A large crowd at Nippon Culture Day at UH had many options for learning more about Japanese culture.
A large crowd at Nippon Culture Day at UH had many options for learning more about Japanese culture.
Blaze Calizo

Japanese traditions shared broadly on Nippon Culture Day

Gathering at UH was largest in event history

Nippon Culture Day continues to grow in popularity at the University of Hawai’i, attracting more than 850 people to the Campus Center Ballroom Friday. The previous high turnout for the cultural event was 700, last year.
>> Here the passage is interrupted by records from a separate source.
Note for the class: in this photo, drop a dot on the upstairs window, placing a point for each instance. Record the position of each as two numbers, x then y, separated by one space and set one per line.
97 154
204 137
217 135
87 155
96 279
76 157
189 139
The event — organized by the Japanese program within the East Asian Languages & Literatures department, which is the largest academic program of its kind in the United States — gave high school students, college students and community members opportunities to experience traditional and contemporary Japanese culture first-hand via various games and other types of interactive learning opportunities. Those activities included tables for playing card games, such as Karuta and Hanafuda, or making origami. Fluent speakers of Japanese and musicians specializing in traditional Japanese instruments also gave impromptu lessons. Others led Ikebana or Tea Ceremony workshops.

Sara Vedra, a first-year Japanese major at UH, for example, took an Ikebana lesson. Ikebana is the centuries-old Japanese art of arranging flowers, using carefully selected blossoms, greenery and other flora to convey specific feelings.

“It was lots of fun,” Vedra said. “The teachers made sure to give encouragements and advice. This experience allowed me to see what childhood games and traditional cultures are kinda like.”

Organizers of the event included Yumiko Tateyama, Pier-Carlo Tommasi and Masaru Mito; other participating organizations included the Japan Exchange and Teaching (JET) Program, the UH Study Abroad Center and the Hawai’i Language Roadmap Initiative.

Samantha Tan, a Ph.D. student in the EALL department, said that cultural events, like Nippon Culture Day, help people to learn and better understand the language as well.

“A lot of people just think, ‘Oh, Japan, anime and manga.’ But, there’s way more than that, there’s music, traditional games like Karuta and Hanafuda, and cultural things, like how to bow,” she said. “It’s important to know about the language. You can’t separate language and culture. … there (are) multiple layers of it, and this is still just barely scratching the surface.”